In Example 2.6 function twice is a higher order function as it expects a function as its first parameter. The interpretation of the signature for twice is that it returns an Integer as its value. Two parameters are required, the second of which is an Integer. The first parameter is the function parameter. Its signature is Integer -> Integer showing that we expect a function of this type as the first actual parameter. The effect of twice is to repeatedly apply the function to the numeric parameter.

Example 2.6: Simple higher order closure function

    // triple:: Integer -> Integer
final Closure<Integer> triple = { final Integer x -> 3 * x }

    // quadruple:: Integer -> Integer
final Closure<Integer> quadruple = { final Integer x -> 4 * x }

assert triple(2) == 6
assert quadruple(3) == 12

    // twice:: (Integer -> Integer) * Integer -> Integer
final Closure<Integer> twice = { final Closure<Integer> f, final Integer x ->
  return f(f(x))

assert twice(triple, 2) == 18
assert twice(quadruple, 3) == 48

Perhaps one of the more important characteristics of functions is composition, wherein you can define one function whose purpose is to combine other functions. Using composition, two or more simple functions can be combined to produce a more elaborate one. For example, suppose we have two arithmetic functions f and g, as in z = f(t) and y = g(t). One way of composing these two functions would be to first compute y, and then to compute z from y, as in y = g(x) followed by z = f(y). One could get the same result with the single composition written z = f(g(x)). We write this as f g, meaning function f composed with function g.

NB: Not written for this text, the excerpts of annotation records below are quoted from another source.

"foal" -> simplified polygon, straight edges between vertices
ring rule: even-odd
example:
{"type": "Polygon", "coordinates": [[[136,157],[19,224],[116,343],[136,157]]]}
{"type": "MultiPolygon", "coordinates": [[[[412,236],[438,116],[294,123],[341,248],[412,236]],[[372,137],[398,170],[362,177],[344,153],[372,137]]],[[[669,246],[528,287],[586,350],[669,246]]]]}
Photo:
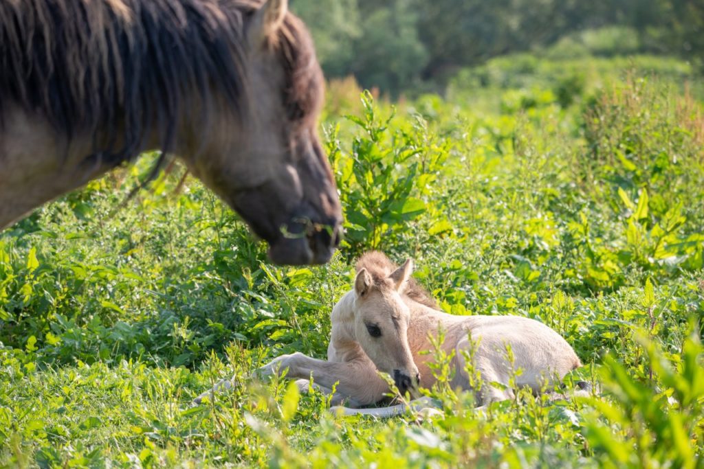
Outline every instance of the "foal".
{"type": "MultiPolygon", "coordinates": [[[[332,403],[347,401],[352,407],[376,404],[389,392],[378,371],[391,375],[402,393],[414,394],[418,386],[430,387],[436,381],[431,356],[421,352],[432,348],[429,335],[436,335],[440,329],[445,331],[441,348],[448,354],[455,352],[453,388],[471,389],[466,359],[473,356],[474,368],[484,383],[476,392],[479,405],[513,397],[508,386],[513,369],[522,370],[516,378],[519,387],[529,386],[537,392],[546,382],[561,379],[581,366],[569,344],[537,321],[443,312],[410,278],[413,269],[410,259],[396,268],[381,252],[365,254],[357,262],[354,288],[333,308],[327,361],[296,352],[275,359],[259,368],[260,374],[288,369],[287,376],[300,378],[302,389],[307,389],[312,375],[315,386],[328,393],[337,383],[332,403]],[[507,346],[515,356],[513,364],[507,359],[507,346]],[[503,386],[495,387],[489,384],[491,382],[503,386]]],[[[395,410],[360,412],[391,415],[403,411],[398,406],[389,409],[395,410]]]]}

Function composition lets us compose a solution by combining separately designed and implemented functions. Structuring a large solution into separate functions simplifies the programming activity. The functions can be defined, implemented and tested separately. Simple functions can be used to construct more elaborate functions, reducing the burden and complexity of a system. The functions can also be defined for one application and re-used in other applications.

The latest compiler releases for Groovy now includes overloaded versions of the leftShift operator (<<) and the rightShift operator (>>) that apply to closures. The << operator acts exactly as function composition as described above. The expression c1 << c2 first applies the function c2 to its argument then function c1 to the result. Equally c1 >> c2 is the forward composition operator, applying c1 to its argument then c2 to the result. Example 2.7 illustrates.

Example 2.7: Function composition

final successor = { final int x -> return 1 + x }
final triple = { final int x -> return 3 * x }
final quadruple = { final int x -> return 4 * x }

assert successor(5) == 6
assert triple(5) == 15
assert quadruple(5) == 20

final twelveTimes = triple << quadruple
final threePlusOne = triple >> successor

assert twelveTimes(5) == 60
assert threePlusOne(5) == 16

Since a closure is an object it can be an element in a list. A list of closures could then act as the list of handlers for a menu. A dynamically changing menu could be mirrored by a dynamically changing list of closures. Anyone of these closures might be assembled dynamically as we have presented here.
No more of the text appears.